La branche est en crise de croissance, rongée d’ambitions et d’obsessions technologiques. Le détonateur de la grève d’Ubisoft fut un communiqué de la direction, annonçant une baisse des ventes de 10%, et un plan d’économie de 200 millions d’euros sur deux ans, inquiétant pour l’emploi, alors que beaucoup de postes en CDD sont déjà affectés par un énorme turn-over. « Et il était suggéré que la cause de la situation était à chercher parmi les équipes, sans se questionner sur la qualité de management de la boîte », se souviennent Marcel et Alex, un rien amers.
Chez Ubisoft Montpellier, voici quatorze ans que la deuxième version de Beyond Good and Evil est en préparation, sans parvenir à sortir (un triste record cette fois).
Les burn-outs sont courants ; plus de cinquante départs dans des équipes articulées autour de directions enkystées en cascades, où pullulent les fortes gueules et autres génies, souvent inaptes à la gestion humaine. Les comportements toxiques, les frustrations, les conflits d’équipe se multiplient.
L’inspection du travail y met son nez, pour une expertise serrée.
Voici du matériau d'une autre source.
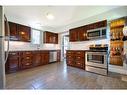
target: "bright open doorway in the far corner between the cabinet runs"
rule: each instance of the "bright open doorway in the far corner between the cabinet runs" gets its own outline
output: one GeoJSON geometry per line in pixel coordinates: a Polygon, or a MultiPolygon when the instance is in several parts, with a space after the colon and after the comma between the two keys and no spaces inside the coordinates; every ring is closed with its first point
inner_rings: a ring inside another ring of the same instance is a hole
{"type": "Polygon", "coordinates": [[[62,56],[63,56],[63,59],[66,59],[66,50],[68,50],[70,47],[69,45],[69,35],[64,35],[63,36],[63,42],[62,42],[62,56]]]}

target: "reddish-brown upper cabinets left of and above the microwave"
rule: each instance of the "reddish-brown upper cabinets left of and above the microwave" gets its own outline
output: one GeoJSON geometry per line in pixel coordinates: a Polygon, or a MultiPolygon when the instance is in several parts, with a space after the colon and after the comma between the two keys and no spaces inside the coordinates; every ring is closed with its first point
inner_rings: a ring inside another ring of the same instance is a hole
{"type": "Polygon", "coordinates": [[[107,26],[107,21],[103,20],[100,22],[92,23],[89,25],[84,25],[78,28],[70,29],[69,30],[69,41],[87,41],[87,30],[97,29],[107,26]]]}

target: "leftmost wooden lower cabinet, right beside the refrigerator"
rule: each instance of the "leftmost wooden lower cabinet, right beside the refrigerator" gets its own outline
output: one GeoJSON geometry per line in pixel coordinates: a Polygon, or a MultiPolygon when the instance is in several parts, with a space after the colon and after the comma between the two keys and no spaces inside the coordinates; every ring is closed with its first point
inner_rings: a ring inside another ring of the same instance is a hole
{"type": "Polygon", "coordinates": [[[19,70],[20,56],[19,52],[9,52],[7,62],[5,64],[6,73],[12,73],[19,70]]]}

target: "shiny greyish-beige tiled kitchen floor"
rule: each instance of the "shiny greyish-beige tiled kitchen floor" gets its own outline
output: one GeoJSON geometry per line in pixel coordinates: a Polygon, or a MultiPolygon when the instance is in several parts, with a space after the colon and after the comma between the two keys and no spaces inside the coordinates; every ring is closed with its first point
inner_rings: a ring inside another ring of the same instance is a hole
{"type": "Polygon", "coordinates": [[[7,89],[127,89],[123,75],[97,75],[53,63],[6,75],[7,89]]]}

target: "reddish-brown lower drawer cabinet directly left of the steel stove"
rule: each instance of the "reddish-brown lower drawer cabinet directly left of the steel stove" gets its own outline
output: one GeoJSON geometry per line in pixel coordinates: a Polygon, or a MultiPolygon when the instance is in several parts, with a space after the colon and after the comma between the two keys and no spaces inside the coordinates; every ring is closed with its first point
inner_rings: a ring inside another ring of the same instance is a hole
{"type": "Polygon", "coordinates": [[[85,51],[67,50],[66,57],[67,65],[85,69],[85,51]]]}

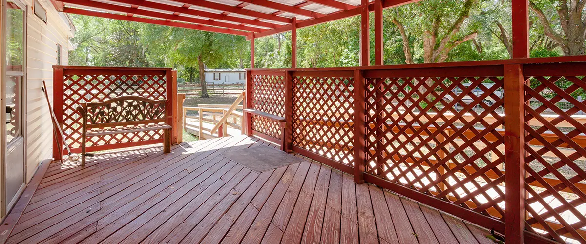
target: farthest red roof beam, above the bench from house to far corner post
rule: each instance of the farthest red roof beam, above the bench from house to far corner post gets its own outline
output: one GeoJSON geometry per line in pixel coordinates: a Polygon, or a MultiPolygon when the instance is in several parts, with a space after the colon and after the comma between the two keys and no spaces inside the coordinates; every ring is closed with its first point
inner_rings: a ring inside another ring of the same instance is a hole
{"type": "Polygon", "coordinates": [[[94,17],[100,17],[100,18],[119,19],[119,20],[139,22],[139,23],[148,23],[148,24],[152,24],[152,25],[162,25],[162,26],[171,26],[171,27],[176,27],[176,28],[203,30],[206,32],[217,32],[217,33],[224,33],[224,34],[230,34],[230,35],[239,35],[239,36],[249,35],[249,32],[243,32],[241,30],[222,29],[222,28],[215,28],[215,27],[211,27],[211,26],[193,25],[193,24],[188,24],[188,23],[179,23],[179,22],[165,21],[165,20],[160,20],[160,19],[132,17],[132,16],[126,16],[126,15],[118,15],[116,13],[89,11],[89,10],[77,9],[77,8],[65,7],[63,9],[63,12],[73,13],[76,15],[87,15],[87,16],[94,16],[94,17]]]}

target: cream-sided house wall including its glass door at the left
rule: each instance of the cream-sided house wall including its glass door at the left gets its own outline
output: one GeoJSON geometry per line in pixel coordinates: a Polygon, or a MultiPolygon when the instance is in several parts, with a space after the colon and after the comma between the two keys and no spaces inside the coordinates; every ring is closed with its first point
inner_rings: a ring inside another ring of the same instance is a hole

Là se désagrège le modèle sympa de l’équipe passionnée où on peut bosser en shorts. Là se révèle et se coince, le rapport d’autorité jusque-là dilué. « Tu te rends compte que ce pote qui était aussi chef d’équipe ne se souvient plus du pote, parce que bon, il est un chef ».
Dans les cortèges, on a pu remarquer que les militants du STJV se plaçaient volontiers parmi les manifestants, là où se retrouvent notamment les anars. Explication : « Certes, les créateurs de ce syndicat, sur le plan national, étaient souvent acquis au syndicalisme révolutionnaire. Mais sur le terrain, il s’agit de se confronter à des organisations très verticales, cloisonnées entre métiers très spécialisés, imprégnés d’esprit de compétition, et gérées par un mode d’autorité dilué, souvent toxique ».
En conclusion : « Il était normal d’y répondre en s’organisant de façon totalement horizontale, unifiant tous les métiers, tous les statuts, y compris les free-lance et les étudiants qu’on forme tôt à se fondre dans le moule. Au STJV, les décisions se prennent en AG, les instances ne sont pas plus qu’un comité d’animation. Et l’attention aux plus précaires, comme l’antisexisme, sont mis en avant ».